Context Three fourths of US men older than 50 years have been screened with
prostate-specific antigen (PSA) for prostate cancer.
Objective To estimate the receiver operating characteristic (ROC) curve for PSA.
Design, Setting, and Participants Calculation of PSA ROC curves in the placebo group of the Prostate Cancer
Prevention Trial, a randomized, prospective study conducted from 1993 to 2003
at 221 US centers. Participants were 18 882 healthy men aged 55 years
or older without prostate cancer and with PSA levels less than or equal to
3.0 ng/mL and normal digital rectal examination results, followed up for 7
years with annual PSA measurement and digital rectal examination. If PSA level
exceeded 4.0 ng/mL or rectal examination result was abnormal, a prostate biopsy
was recommended. After 7 years of study participation, an end-of-study prostate
biopsy was recommended in all cancer-free men.
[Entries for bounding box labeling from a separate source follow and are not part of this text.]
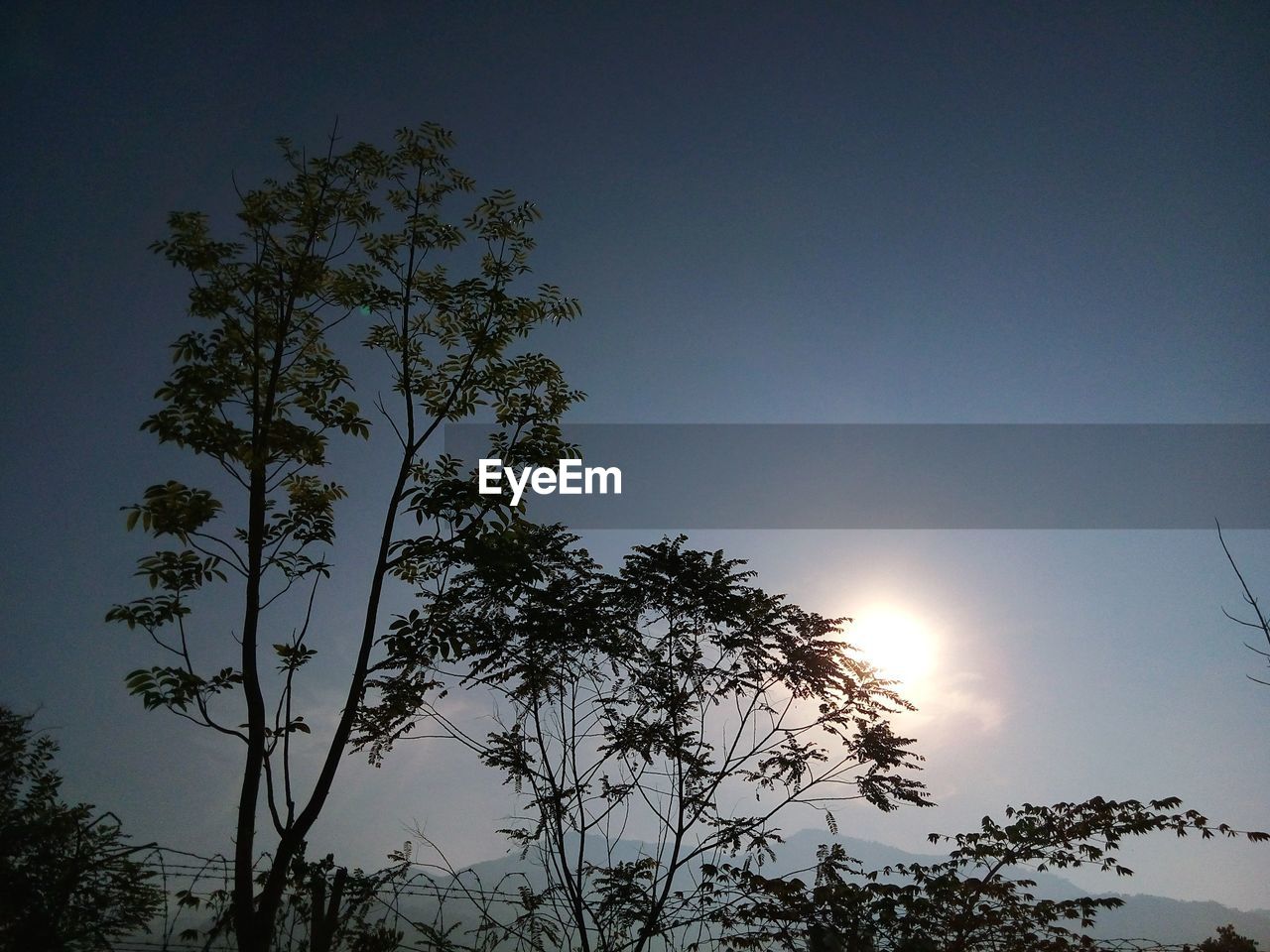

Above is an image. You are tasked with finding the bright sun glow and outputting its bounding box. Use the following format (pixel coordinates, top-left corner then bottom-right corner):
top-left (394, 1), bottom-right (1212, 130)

top-left (845, 608), bottom-right (935, 693)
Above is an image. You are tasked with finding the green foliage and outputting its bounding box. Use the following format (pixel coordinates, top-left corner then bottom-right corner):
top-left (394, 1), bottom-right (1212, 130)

top-left (107, 123), bottom-right (581, 952)
top-left (0, 707), bottom-right (160, 952)
top-left (359, 525), bottom-right (929, 949)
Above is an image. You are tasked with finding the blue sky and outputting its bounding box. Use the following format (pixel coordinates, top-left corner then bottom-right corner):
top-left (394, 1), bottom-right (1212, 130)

top-left (0, 4), bottom-right (1270, 907)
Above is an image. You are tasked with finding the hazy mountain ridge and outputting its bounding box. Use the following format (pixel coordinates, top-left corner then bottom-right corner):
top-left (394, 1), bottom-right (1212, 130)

top-left (442, 830), bottom-right (1270, 952)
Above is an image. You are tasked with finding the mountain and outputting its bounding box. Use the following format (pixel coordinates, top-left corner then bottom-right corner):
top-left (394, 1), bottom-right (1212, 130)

top-left (446, 830), bottom-right (1270, 952)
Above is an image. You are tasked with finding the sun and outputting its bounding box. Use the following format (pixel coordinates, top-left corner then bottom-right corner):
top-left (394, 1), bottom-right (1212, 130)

top-left (844, 607), bottom-right (936, 692)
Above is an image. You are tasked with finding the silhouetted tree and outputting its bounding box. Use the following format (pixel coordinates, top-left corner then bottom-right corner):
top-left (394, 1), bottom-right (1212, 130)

top-left (352, 525), bottom-right (929, 952)
top-left (1216, 525), bottom-right (1270, 685)
top-left (108, 124), bottom-right (580, 952)
top-left (725, 797), bottom-right (1270, 952)
top-left (0, 707), bottom-right (160, 952)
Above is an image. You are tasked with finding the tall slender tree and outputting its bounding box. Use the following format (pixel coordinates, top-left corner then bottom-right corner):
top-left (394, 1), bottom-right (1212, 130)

top-left (108, 124), bottom-right (581, 952)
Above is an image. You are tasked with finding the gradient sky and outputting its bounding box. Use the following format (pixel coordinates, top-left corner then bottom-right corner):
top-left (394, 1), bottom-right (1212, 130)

top-left (0, 3), bottom-right (1270, 907)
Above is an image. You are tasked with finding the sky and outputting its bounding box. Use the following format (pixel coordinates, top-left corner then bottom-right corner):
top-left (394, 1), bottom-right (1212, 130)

top-left (0, 3), bottom-right (1270, 907)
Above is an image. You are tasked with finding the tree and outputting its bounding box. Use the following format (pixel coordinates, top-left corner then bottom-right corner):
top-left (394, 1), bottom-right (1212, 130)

top-left (359, 525), bottom-right (929, 952)
top-left (0, 707), bottom-right (160, 952)
top-left (725, 797), bottom-right (1270, 952)
top-left (1216, 523), bottom-right (1270, 684)
top-left (108, 124), bottom-right (581, 952)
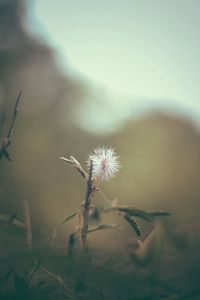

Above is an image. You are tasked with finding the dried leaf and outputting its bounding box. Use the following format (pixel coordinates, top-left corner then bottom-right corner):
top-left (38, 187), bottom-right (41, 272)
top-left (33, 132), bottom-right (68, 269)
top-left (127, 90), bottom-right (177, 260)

top-left (112, 205), bottom-right (153, 221)
top-left (148, 210), bottom-right (171, 217)
top-left (87, 224), bottom-right (120, 233)
top-left (121, 214), bottom-right (141, 236)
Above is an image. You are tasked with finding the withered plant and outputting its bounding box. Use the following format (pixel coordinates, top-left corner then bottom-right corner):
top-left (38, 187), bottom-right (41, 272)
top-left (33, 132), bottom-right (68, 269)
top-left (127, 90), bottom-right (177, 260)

top-left (50, 147), bottom-right (170, 253)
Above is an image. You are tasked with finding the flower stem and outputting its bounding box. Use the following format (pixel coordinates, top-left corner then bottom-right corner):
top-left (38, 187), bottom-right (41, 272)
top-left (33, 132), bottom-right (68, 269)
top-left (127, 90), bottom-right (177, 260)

top-left (80, 161), bottom-right (94, 249)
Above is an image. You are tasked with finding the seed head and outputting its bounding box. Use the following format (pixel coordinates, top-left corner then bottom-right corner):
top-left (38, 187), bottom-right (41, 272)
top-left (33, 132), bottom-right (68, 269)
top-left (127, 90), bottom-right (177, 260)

top-left (87, 147), bottom-right (120, 180)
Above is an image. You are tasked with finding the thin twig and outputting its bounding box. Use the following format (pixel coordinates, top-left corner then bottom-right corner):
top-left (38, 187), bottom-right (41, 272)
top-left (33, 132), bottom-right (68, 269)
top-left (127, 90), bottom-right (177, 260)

top-left (80, 161), bottom-right (94, 248)
top-left (7, 91), bottom-right (22, 139)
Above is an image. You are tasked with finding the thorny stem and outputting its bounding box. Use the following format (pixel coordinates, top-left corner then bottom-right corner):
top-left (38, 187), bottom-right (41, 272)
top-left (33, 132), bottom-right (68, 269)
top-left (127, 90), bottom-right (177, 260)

top-left (22, 201), bottom-right (32, 249)
top-left (80, 161), bottom-right (94, 248)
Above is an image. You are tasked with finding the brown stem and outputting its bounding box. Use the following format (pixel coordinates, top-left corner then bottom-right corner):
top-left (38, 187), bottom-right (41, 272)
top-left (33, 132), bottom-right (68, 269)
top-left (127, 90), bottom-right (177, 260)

top-left (80, 161), bottom-right (94, 248)
top-left (23, 201), bottom-right (32, 248)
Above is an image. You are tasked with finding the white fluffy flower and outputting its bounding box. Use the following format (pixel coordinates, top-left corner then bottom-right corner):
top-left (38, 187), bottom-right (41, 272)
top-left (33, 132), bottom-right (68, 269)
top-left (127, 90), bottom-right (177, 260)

top-left (87, 147), bottom-right (120, 180)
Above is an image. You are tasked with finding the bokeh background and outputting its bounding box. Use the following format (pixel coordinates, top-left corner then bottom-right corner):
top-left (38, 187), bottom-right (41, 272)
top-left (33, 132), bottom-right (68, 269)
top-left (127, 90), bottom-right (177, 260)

top-left (0, 0), bottom-right (200, 253)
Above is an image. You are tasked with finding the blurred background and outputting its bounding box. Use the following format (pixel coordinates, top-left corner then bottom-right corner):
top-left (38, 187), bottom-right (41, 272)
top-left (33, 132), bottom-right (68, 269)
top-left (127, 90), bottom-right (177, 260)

top-left (0, 0), bottom-right (200, 248)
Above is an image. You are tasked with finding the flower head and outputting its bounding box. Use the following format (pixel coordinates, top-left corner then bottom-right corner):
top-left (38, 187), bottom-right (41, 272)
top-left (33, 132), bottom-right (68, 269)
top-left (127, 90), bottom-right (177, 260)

top-left (87, 147), bottom-right (120, 180)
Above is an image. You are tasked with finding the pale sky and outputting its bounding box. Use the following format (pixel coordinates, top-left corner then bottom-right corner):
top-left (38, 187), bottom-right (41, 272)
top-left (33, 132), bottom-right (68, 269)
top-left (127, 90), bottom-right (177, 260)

top-left (30, 0), bottom-right (200, 132)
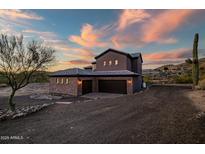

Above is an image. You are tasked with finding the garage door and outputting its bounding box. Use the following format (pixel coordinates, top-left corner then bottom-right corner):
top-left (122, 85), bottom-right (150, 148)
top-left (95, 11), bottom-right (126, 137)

top-left (98, 80), bottom-right (127, 94)
top-left (82, 80), bottom-right (92, 94)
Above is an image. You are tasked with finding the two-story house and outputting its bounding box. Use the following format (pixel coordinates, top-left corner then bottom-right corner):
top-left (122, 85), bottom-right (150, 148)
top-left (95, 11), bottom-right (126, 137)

top-left (49, 49), bottom-right (143, 96)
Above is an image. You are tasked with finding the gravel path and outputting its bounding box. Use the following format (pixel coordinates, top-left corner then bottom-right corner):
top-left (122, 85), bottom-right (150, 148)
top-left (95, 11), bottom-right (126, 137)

top-left (0, 86), bottom-right (205, 143)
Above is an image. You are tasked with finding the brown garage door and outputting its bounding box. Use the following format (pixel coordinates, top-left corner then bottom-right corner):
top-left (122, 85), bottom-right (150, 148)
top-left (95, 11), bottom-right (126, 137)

top-left (82, 80), bottom-right (92, 94)
top-left (98, 80), bottom-right (127, 94)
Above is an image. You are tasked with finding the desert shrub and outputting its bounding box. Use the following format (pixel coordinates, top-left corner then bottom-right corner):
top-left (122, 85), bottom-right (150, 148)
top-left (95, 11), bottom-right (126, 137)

top-left (199, 79), bottom-right (205, 90)
top-left (174, 74), bottom-right (193, 83)
top-left (0, 73), bottom-right (8, 84)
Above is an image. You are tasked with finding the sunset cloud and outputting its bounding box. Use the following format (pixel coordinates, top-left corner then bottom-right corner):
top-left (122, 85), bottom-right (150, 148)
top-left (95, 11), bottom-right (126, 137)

top-left (68, 24), bottom-right (106, 48)
top-left (111, 10), bottom-right (195, 48)
top-left (117, 10), bottom-right (151, 30)
top-left (143, 48), bottom-right (192, 60)
top-left (64, 59), bottom-right (91, 67)
top-left (0, 9), bottom-right (43, 20)
top-left (64, 48), bottom-right (96, 60)
top-left (141, 10), bottom-right (194, 43)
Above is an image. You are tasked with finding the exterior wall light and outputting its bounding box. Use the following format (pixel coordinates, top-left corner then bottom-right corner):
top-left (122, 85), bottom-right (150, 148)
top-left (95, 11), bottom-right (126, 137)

top-left (78, 80), bottom-right (82, 85)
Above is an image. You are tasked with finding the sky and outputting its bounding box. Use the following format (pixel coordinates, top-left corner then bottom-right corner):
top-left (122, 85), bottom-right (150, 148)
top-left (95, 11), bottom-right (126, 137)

top-left (0, 9), bottom-right (205, 71)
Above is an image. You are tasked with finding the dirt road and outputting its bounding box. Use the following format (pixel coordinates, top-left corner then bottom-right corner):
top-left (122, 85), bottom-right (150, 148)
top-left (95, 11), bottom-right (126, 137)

top-left (0, 86), bottom-right (205, 143)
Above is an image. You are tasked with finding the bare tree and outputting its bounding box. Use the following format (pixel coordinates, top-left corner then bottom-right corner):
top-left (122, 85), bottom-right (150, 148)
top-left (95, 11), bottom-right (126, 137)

top-left (0, 34), bottom-right (55, 111)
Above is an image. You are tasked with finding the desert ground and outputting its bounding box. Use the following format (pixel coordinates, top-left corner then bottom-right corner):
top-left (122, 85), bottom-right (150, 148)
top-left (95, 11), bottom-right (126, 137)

top-left (0, 85), bottom-right (205, 143)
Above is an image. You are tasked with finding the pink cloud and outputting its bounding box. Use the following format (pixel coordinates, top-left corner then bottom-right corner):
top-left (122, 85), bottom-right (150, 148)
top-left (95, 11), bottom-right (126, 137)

top-left (68, 24), bottom-right (106, 48)
top-left (64, 59), bottom-right (91, 67)
top-left (0, 9), bottom-right (43, 20)
top-left (64, 48), bottom-right (95, 60)
top-left (143, 48), bottom-right (192, 60)
top-left (117, 10), bottom-right (151, 30)
top-left (111, 10), bottom-right (195, 48)
top-left (142, 10), bottom-right (194, 43)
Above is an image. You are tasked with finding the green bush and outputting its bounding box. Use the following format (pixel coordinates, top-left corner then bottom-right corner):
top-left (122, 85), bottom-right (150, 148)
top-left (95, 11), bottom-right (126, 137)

top-left (199, 79), bottom-right (205, 90)
top-left (174, 74), bottom-right (193, 83)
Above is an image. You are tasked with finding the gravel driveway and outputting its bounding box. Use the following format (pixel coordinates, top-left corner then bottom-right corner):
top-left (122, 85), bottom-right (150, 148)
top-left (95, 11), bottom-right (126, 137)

top-left (0, 86), bottom-right (205, 143)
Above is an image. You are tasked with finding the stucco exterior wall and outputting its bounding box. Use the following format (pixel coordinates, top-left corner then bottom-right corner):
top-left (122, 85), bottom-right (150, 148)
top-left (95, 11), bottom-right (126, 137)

top-left (96, 51), bottom-right (128, 71)
top-left (49, 77), bottom-right (78, 96)
top-left (96, 77), bottom-right (133, 94)
top-left (133, 76), bottom-right (142, 92)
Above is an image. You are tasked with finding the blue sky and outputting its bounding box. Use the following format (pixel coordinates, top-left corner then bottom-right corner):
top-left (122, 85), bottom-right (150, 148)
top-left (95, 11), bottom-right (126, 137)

top-left (0, 10), bottom-right (205, 70)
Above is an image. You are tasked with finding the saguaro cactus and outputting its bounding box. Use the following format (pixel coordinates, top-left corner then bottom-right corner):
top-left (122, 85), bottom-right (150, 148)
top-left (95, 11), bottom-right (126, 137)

top-left (192, 33), bottom-right (199, 87)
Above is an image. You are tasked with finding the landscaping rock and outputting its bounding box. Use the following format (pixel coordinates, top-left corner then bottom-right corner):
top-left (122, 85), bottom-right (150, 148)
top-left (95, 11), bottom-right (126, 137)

top-left (0, 103), bottom-right (54, 121)
top-left (30, 94), bottom-right (62, 100)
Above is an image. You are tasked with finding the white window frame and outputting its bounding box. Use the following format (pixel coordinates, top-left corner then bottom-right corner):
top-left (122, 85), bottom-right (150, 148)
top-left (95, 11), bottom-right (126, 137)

top-left (65, 78), bottom-right (70, 84)
top-left (56, 78), bottom-right (59, 84)
top-left (61, 78), bottom-right (64, 84)
top-left (115, 59), bottom-right (119, 65)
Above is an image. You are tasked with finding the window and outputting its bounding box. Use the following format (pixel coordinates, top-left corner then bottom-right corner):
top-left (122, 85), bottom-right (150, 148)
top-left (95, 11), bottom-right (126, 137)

top-left (61, 78), bottom-right (63, 84)
top-left (115, 60), bottom-right (118, 65)
top-left (109, 60), bottom-right (112, 66)
top-left (65, 78), bottom-right (69, 84)
top-left (56, 78), bottom-right (59, 84)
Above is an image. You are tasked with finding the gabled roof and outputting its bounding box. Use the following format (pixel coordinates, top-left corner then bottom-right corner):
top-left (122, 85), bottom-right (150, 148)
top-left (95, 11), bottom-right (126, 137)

top-left (50, 68), bottom-right (140, 77)
top-left (95, 48), bottom-right (143, 62)
top-left (50, 68), bottom-right (90, 77)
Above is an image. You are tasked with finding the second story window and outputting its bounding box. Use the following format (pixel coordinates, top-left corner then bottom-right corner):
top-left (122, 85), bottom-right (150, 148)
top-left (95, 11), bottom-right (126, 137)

top-left (109, 60), bottom-right (112, 66)
top-left (65, 78), bottom-right (69, 84)
top-left (61, 78), bottom-right (63, 84)
top-left (115, 60), bottom-right (118, 65)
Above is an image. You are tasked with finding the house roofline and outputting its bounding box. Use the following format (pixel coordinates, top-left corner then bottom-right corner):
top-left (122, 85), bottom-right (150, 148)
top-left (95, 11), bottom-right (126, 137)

top-left (92, 48), bottom-right (143, 64)
top-left (49, 74), bottom-right (141, 77)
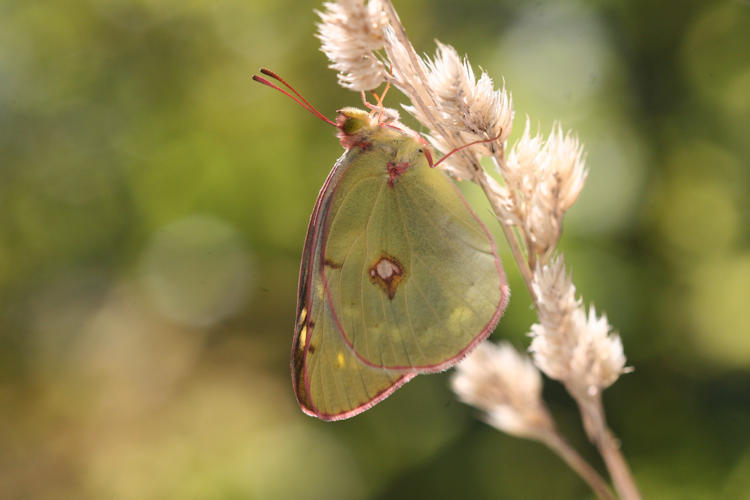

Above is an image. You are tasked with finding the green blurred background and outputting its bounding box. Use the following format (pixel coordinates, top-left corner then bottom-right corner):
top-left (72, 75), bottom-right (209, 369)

top-left (0, 0), bottom-right (750, 499)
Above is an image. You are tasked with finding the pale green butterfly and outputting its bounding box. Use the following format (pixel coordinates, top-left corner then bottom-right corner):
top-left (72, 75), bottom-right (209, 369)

top-left (253, 69), bottom-right (509, 420)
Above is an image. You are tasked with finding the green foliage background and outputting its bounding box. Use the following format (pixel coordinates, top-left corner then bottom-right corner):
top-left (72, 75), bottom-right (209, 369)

top-left (0, 0), bottom-right (750, 499)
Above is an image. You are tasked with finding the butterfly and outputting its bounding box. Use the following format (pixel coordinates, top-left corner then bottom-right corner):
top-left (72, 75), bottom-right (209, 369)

top-left (253, 69), bottom-right (509, 420)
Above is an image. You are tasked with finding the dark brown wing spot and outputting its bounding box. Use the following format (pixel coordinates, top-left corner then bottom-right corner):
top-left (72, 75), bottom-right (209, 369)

top-left (324, 259), bottom-right (341, 269)
top-left (369, 254), bottom-right (405, 300)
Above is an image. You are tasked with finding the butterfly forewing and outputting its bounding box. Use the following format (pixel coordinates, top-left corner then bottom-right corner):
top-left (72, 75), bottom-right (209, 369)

top-left (292, 150), bottom-right (416, 420)
top-left (322, 137), bottom-right (507, 371)
top-left (292, 124), bottom-right (508, 420)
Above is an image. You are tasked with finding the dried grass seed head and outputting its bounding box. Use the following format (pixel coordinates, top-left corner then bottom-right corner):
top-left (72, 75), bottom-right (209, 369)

top-left (317, 0), bottom-right (388, 91)
top-left (529, 257), bottom-right (628, 395)
top-left (451, 342), bottom-right (553, 437)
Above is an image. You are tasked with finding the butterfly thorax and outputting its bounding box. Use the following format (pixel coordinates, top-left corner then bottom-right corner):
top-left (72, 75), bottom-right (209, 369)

top-left (336, 108), bottom-right (429, 181)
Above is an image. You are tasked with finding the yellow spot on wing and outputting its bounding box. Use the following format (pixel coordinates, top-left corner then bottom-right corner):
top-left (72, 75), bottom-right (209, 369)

top-left (299, 326), bottom-right (307, 349)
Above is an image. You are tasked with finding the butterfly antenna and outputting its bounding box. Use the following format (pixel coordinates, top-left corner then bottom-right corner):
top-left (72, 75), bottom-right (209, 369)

top-left (253, 68), bottom-right (336, 127)
top-left (430, 131), bottom-right (503, 168)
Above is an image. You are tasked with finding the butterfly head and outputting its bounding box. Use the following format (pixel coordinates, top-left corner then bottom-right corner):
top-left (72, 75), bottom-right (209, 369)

top-left (336, 108), bottom-right (380, 149)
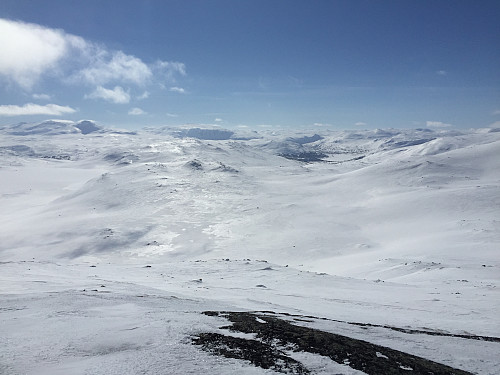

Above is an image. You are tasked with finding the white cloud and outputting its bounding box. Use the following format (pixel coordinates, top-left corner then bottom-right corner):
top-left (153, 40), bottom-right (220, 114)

top-left (425, 121), bottom-right (452, 128)
top-left (128, 107), bottom-right (146, 116)
top-left (0, 103), bottom-right (76, 116)
top-left (85, 86), bottom-right (130, 104)
top-left (0, 19), bottom-right (186, 90)
top-left (32, 94), bottom-right (51, 100)
top-left (169, 87), bottom-right (186, 94)
top-left (77, 51), bottom-right (153, 86)
top-left (0, 19), bottom-right (68, 90)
Main Outcome Measures Operating characteristics of PSA for prostate cancer detection, including
sensitivity, specificity, and ROC curve.
Results Of 8575 men in the placebo group with at least 1 PSA measurement and
digital rectal examination in the same year, 5587 (65.2%) had had at least
1 biopsy; of these, 1225 (21.9%) were diagnosed with prostate cancer. Of 1213
cancers with Gleason grade recorded, 250 (20.6%) were Gleason grade 7 or greater
and 57 (4.7%) were Gleason grade 8 or greater. The areas under the ROC curve
(AUC) for PSA to discriminate any prostate cancer vs no cancer, Gleason grade
7 or greater cancer vs no or lower-grade cancer, and Gleason grade 8 or greater
cancer vs no or lower-grade cancer were 0.678 (95% confidence interval [CI],
0.666-0.689), 0.782 (95% CI, 0.748-0.816), and 0.827 (95% CI, 0.761-0.893),
respectively (all P values <.001 for AUC vs 50%).
For detecting any prostate cancer, PSA cutoff values of 1.1, 2.1, 3.1, and
4.1 ng/mL yielded sensitivities of 83.4%, 52.6%, 32.2%, and 20.5%, and specificities
of 38.9%, 72.5%, 86.7%, and 93.8%, respectively. Age-stratified analyses showed
slightly better performance of PSA in men younger than 70 years vs those 70
years or older with AUC values of 0.699 (SD, 0.013) vs 0.663 (SD, 0.013) (P = .03).
Conclusion There is no cutpoint of PSA with simultaneous high sensitivity and high
specificity for monitoring healthy men for prostate cancer, but rather a continuum
of prostate cancer risk at all values of PSA.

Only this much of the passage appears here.